As to hearsay, the order held that the articles were not offered to prove the truth of the matter being asserted (i.e., that Mr Briguet willfully failed to file the FBAR form). Instead, the court held that the government was offering the articles as circumstantial evidence of the state of Briguet’s mind and general awareness of the FBAR filing requirement.

As to relevance, the court noted the fairly wide definition of relevance for admissibility purposes, i.e., an item is  “relevant when ‘it has any tendency to make a fact more or less probable than it would be without the evidence.’” United States v. White, 692 F.3d 235, 246 (2d Cir. 2012), as amended (Sept. 28, 2012) (quoting Fed. R. Evid. 401. With that benchmark, the court held that the articles, which were in the NY Times and Wall Street Journal prior to the date of the filing deadline, easily met the standard. Drilling deeper, the court noted that a number of the headlines flagged efforts targeted at UBS clients (where Briguet had his account) and that Briguet had testified that he read the financial sections of the NY Times and the Journal “every day.” In addition the order flagged the customer logs from UBS itself, “one of which illustrates that he “closely followed the published events on the UBS business policy for US customers” and “consulted a lawyer, aware of [UBS’s] change of policy, and fearing for the confidentiality of his account.”

In concluding that the pre-filing articles were relevant the order concluded that “a reasonable jury might readily conclude Defendant read the newspaper articles in the financial sections of the New York Times and Wall Street Journal, and such an inference seriously undermines any claim that he was unaware of the FBAR filing requirement.”

It was not a complete government victory, however. The motion also opposed admission of articles that appeared after the FBAR filing date. While the court declined to exclude the articles it reserved judgment and stated it would resolve that issue later. While the articles are not relevant to the state of mind at the time of the FBAR deadline the court noted that they may prove relevant as to when Briguet became aware of the deadline.

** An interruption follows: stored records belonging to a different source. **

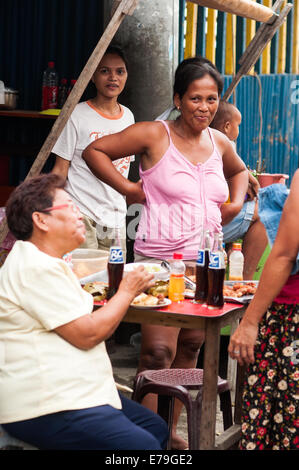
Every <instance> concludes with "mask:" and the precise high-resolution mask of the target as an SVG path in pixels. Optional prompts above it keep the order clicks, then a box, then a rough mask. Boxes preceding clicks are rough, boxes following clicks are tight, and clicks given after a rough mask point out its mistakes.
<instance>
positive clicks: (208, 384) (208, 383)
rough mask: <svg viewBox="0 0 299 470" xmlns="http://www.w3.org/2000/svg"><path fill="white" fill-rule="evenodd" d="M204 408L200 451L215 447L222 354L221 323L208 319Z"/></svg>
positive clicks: (201, 432)
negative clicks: (215, 433) (217, 410)
mask: <svg viewBox="0 0 299 470" xmlns="http://www.w3.org/2000/svg"><path fill="white" fill-rule="evenodd" d="M205 333H206V336H205V352H204V368H203V369H204V372H203V391H202V406H201V416H200V423H199V425H200V430H199V431H200V437H199V449H200V450H212V449H214V446H215V431H216V408H217V382H218V370H219V353H220V322H218V321H217V320H216V321H215V319H206V328H205Z"/></svg>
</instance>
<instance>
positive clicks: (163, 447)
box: [0, 174, 168, 450]
mask: <svg viewBox="0 0 299 470" xmlns="http://www.w3.org/2000/svg"><path fill="white" fill-rule="evenodd" d="M63 188H64V179H63V178H61V177H59V176H58V175H54V174H48V175H41V176H38V177H35V178H31V179H29V180H27V181H25V182H24V183H22V184H21V185H20V186H19V187H18V188H17V189H16V190H15V191H14V193H13V194H12V195H11V197H10V199H9V201H8V204H7V208H6V215H7V222H8V226H9V229H10V231H11V232H12V233H13V235H14V236H15V237H16V238H17V241H16V243H15V244H14V246H13V249H12V250H11V252H10V253H9V255H8V257H7V259H6V261H5V263H4V265H3V267H2V268H1V271H0V423H1V424H2V426H3V427H4V429H5V430H6V431H7V432H8V433H10V434H11V435H12V436H14V437H16V438H18V439H20V440H22V441H24V442H27V443H28V444H31V445H33V446H36V447H38V448H39V449H62V450H63V449H95V450H96V449H104V450H108V449H110V450H114V449H123V450H124V449H128V450H132V449H134V450H135V449H136V450H137V449H143V450H146V449H153V450H157V449H161V448H165V440H166V439H167V434H168V432H167V426H166V423H165V422H164V421H163V420H162V419H161V418H160V417H159V416H157V415H156V414H155V413H153V412H150V411H149V410H147V409H146V408H144V407H143V406H141V405H139V404H138V403H135V402H133V401H131V400H129V399H126V398H125V397H122V396H121V395H120V394H118V391H117V388H116V385H115V382H114V379H113V374H112V367H111V363H110V360H109V357H108V355H107V352H106V348H105V340H106V339H107V338H108V337H110V336H111V334H112V333H113V332H114V330H115V329H116V328H117V326H118V325H119V323H120V321H121V320H122V318H123V316H124V315H125V313H126V311H127V309H128V307H129V305H130V303H131V302H132V300H133V298H134V297H135V296H136V295H138V294H139V293H141V292H142V291H144V290H145V289H146V288H148V287H149V286H150V285H153V282H152V278H153V275H151V274H149V273H147V272H146V271H145V270H144V268H143V267H142V268H140V269H138V270H137V271H134V272H132V273H129V274H128V275H127V276H125V277H124V278H123V280H122V282H121V284H120V286H119V290H118V292H117V293H116V294H115V296H114V297H113V298H112V299H111V300H109V302H108V303H107V304H106V305H105V306H103V307H102V308H99V309H97V310H95V311H93V297H92V295H91V294H89V293H88V292H86V291H85V290H84V289H82V287H81V285H80V282H79V280H78V279H77V278H76V276H75V274H74V273H73V271H72V270H71V268H70V267H69V266H68V264H67V263H66V262H65V261H64V260H63V255H64V254H65V253H66V252H69V251H71V250H73V249H75V248H77V247H78V246H79V245H80V244H81V243H82V242H83V241H84V238H85V226H84V223H83V221H82V216H81V214H80V211H79V210H78V208H77V206H75V205H74V203H73V202H72V200H71V198H70V196H69V194H68V193H66V192H65V191H64V189H63Z"/></svg>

As a final objection to admissibility Briguet’s motion claimed that the articles would unfairly prejudice him because  “the jury may be left with the impression that the UBS case, DOJ’s Swiss bank crackdown, and the IRS’s offshore voluntary disclosure program were ‘hot issues’ to investors who read the New York Times and Wall Street Journal and … infer … that Mr. Briguet probably read some of the articles at issue.” While noting that the observation was “valid” the court sided with the government noting that “[e]vidence is prejudicial, but in this instance any prejudicial effect is entirely coextensive with the probative value of the articles and therefore not unduly prejudicial.”